Non è andata così, lo sappiamo bene.
E’ difficile riuscire a distinguere nettamente le ragioni: non credo, infatti, si possa guardare alle lacune – di investimenti, competenze, ma non solo – nel comparto editoriale e alla crisi di valori che ha colpito la società come se fossero domini ad intersezione nulla. Voglio dire che, per la quota di responsabilità (secondo me elevata) della crescita che bisogna attribuirgli, sono anche gli Editori, i Giornali e i Giornalisti ad avere inciso sulla deriva valoriale degli ultimi anni. Non tutti, certo, non tutti.
Non deve essere un alibi la questione, delicata e non meno trascurabile (posta per altro da diversi mesi al centro del dibattito da LSDI), della neutralità degli algoritmi delle piattaforme e del loro effetto negativo nel percorso cognitivo. D’altra parte, per quanto sia strano dirlo, per certi versi, è lo stesso Zuckerberg che proprio in questi giorni – per ciò che personalmente lo riguarda – un alibi lo sta togliendo: non lo starà sicuramente facendo per il Bene Comune, o almeno non solo per questo, ma pensare di premiare le relazioni a svantaggio del contenuto tout court significa prendersi cura del Capitale Sociale .
L’aspetto interessante della faccenda, poi, è che un buon metodo per accrescere il Capitale Sociale è coltivare le relazioni con e tra le persone intorno ad un contenuto giornalistico: una dinamica che online, grazie alle enormi potenzialità della piattaforme sociali, trova il suo terreno più fertile e si dimostra – proprio perché online – alleata del giornalista nello svolgimento del suo compito naturale di dare senso ai fatti.

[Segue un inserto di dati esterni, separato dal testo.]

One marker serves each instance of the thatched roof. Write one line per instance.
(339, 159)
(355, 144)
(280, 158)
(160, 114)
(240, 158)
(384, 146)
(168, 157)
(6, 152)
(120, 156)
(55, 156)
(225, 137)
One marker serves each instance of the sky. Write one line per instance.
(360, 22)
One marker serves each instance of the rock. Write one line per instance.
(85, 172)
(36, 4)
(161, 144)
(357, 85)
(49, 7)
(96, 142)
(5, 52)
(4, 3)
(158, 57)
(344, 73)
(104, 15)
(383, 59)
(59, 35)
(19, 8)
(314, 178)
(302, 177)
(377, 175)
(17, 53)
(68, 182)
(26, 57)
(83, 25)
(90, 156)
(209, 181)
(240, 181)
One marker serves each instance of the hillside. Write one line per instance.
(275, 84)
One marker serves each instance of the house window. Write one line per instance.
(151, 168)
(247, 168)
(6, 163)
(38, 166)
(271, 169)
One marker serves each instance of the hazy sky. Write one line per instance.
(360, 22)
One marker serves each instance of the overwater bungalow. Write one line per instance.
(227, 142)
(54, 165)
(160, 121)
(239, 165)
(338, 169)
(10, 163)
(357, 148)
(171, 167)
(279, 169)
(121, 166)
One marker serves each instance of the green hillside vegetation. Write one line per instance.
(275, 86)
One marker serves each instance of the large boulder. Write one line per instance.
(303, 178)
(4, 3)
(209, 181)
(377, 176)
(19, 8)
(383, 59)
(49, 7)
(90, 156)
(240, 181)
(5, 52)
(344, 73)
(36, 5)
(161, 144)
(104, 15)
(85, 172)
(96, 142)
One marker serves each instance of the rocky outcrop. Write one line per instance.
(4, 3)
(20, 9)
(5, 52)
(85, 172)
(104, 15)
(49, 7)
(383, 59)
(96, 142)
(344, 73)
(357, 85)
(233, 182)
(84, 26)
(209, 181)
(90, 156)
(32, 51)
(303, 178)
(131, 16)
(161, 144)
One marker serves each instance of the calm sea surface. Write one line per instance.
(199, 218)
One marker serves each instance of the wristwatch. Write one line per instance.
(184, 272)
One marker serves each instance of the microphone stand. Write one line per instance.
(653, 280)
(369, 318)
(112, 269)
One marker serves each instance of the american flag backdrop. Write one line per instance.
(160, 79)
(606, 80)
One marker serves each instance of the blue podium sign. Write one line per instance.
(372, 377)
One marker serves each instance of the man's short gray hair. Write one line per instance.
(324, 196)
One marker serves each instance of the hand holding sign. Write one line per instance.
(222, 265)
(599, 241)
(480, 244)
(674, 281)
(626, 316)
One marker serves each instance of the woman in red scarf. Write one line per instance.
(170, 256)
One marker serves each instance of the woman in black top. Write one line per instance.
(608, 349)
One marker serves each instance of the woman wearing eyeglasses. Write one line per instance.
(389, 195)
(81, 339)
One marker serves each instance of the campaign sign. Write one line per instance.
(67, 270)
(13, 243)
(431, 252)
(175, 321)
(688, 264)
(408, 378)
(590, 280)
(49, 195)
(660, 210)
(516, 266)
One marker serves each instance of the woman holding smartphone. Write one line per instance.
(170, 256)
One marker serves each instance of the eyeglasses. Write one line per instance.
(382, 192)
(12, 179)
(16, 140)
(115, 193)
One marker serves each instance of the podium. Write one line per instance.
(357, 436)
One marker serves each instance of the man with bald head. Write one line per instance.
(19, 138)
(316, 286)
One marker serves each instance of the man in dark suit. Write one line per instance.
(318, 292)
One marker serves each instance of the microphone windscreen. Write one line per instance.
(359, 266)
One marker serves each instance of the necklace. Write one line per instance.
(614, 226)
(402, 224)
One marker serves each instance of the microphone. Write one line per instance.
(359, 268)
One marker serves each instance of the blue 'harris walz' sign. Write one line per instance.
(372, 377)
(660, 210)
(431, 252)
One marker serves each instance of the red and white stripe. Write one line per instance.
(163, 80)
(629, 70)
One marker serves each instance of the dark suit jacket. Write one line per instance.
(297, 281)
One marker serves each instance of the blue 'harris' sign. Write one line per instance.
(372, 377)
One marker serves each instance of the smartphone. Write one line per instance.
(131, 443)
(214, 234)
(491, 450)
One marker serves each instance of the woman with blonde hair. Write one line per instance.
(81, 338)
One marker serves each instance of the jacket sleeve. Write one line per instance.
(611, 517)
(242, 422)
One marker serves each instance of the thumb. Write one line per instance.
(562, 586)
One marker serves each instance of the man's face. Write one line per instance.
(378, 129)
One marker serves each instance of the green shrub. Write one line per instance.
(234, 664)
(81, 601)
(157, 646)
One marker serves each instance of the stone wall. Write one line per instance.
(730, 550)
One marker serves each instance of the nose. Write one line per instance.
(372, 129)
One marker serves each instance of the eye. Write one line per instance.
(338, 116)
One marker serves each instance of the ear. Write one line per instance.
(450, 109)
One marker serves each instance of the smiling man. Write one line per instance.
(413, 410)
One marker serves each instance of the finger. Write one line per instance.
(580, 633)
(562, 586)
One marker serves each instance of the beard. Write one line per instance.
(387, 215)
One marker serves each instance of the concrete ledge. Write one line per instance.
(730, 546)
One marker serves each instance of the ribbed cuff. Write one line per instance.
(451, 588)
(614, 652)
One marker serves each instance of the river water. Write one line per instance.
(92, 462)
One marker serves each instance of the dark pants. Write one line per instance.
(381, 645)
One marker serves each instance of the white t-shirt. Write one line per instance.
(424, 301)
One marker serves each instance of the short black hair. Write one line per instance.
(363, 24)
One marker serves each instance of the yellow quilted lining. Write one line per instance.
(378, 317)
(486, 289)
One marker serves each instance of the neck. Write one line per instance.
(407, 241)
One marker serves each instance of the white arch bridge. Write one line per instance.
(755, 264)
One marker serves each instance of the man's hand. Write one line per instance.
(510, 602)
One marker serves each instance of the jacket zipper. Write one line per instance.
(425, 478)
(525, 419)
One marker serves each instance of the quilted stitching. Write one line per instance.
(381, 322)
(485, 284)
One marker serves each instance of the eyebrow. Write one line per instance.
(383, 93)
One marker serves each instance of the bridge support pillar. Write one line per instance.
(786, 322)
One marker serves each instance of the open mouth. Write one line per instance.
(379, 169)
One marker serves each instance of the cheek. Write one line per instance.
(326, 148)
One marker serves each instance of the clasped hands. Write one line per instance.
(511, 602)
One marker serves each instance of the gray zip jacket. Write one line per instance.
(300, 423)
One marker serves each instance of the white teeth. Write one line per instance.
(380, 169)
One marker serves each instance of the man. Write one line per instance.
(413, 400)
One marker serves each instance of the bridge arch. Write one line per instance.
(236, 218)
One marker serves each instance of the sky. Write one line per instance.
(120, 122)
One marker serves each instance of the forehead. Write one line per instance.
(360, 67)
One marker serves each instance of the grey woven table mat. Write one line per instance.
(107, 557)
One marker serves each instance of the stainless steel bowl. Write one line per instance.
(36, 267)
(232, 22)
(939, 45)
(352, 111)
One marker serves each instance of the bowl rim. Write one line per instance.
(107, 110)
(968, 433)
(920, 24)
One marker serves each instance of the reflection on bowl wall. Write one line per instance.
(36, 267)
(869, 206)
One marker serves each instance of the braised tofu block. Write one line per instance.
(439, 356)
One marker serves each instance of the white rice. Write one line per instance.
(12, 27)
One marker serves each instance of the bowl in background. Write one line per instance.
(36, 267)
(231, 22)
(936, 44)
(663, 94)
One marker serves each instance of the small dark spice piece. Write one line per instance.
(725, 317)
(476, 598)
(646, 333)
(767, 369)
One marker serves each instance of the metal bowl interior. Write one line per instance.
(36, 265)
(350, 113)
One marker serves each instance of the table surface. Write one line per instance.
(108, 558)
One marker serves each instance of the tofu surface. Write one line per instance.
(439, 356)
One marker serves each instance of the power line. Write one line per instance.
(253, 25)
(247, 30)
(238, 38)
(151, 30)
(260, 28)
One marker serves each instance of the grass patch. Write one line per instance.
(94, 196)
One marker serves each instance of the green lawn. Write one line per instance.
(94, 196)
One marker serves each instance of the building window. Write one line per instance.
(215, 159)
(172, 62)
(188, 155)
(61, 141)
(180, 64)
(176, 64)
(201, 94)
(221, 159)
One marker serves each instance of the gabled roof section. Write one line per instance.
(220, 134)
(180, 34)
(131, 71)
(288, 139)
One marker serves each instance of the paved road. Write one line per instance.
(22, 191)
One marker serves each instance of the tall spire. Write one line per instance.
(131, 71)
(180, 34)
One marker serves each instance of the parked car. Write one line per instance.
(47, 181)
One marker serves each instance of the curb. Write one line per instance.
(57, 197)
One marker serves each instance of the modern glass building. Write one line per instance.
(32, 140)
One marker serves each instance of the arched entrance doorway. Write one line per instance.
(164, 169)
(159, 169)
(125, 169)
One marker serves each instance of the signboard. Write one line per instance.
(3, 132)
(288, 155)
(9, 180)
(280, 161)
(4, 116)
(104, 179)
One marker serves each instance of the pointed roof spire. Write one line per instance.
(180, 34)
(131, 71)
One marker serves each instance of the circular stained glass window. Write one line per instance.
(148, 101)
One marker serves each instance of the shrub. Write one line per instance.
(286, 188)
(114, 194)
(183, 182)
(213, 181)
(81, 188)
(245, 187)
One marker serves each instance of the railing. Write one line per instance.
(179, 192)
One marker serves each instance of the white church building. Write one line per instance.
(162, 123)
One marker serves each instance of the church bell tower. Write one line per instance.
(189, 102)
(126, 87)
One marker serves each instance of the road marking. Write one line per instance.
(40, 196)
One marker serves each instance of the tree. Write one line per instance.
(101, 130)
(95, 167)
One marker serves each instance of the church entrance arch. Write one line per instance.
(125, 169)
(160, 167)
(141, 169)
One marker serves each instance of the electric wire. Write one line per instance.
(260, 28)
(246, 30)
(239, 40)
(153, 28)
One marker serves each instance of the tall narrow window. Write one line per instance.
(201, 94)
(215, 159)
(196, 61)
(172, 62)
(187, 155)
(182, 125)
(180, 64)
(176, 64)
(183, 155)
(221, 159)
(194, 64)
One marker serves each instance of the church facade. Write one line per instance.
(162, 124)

Quando parlavo di investimenti e competenze mi riferivo alla necessità – che secondo me doveva esserci da sempre – di formare i Giornalisti a ché riescano ad andare oltre la mera pubblicazione della notizia. Non mi piace parlare di giornalismo e di editoria in termini di business, ma – se può servire – ho trovato un argomento convincente nella recensione di Fabrizio Galimberti nell’inserto Domenica de il Sole 24 Ore del libro di Fabrizio Onida “L’industria intelligente, per una politica di specializzazione efficace” quando dice che per sopravvivere all’urto competitivo dei nuovi concorrenti bisogna agire ora più che mai su fattori di competitività diversi dal prezzo come qualità , innovazione e servizi postvendita.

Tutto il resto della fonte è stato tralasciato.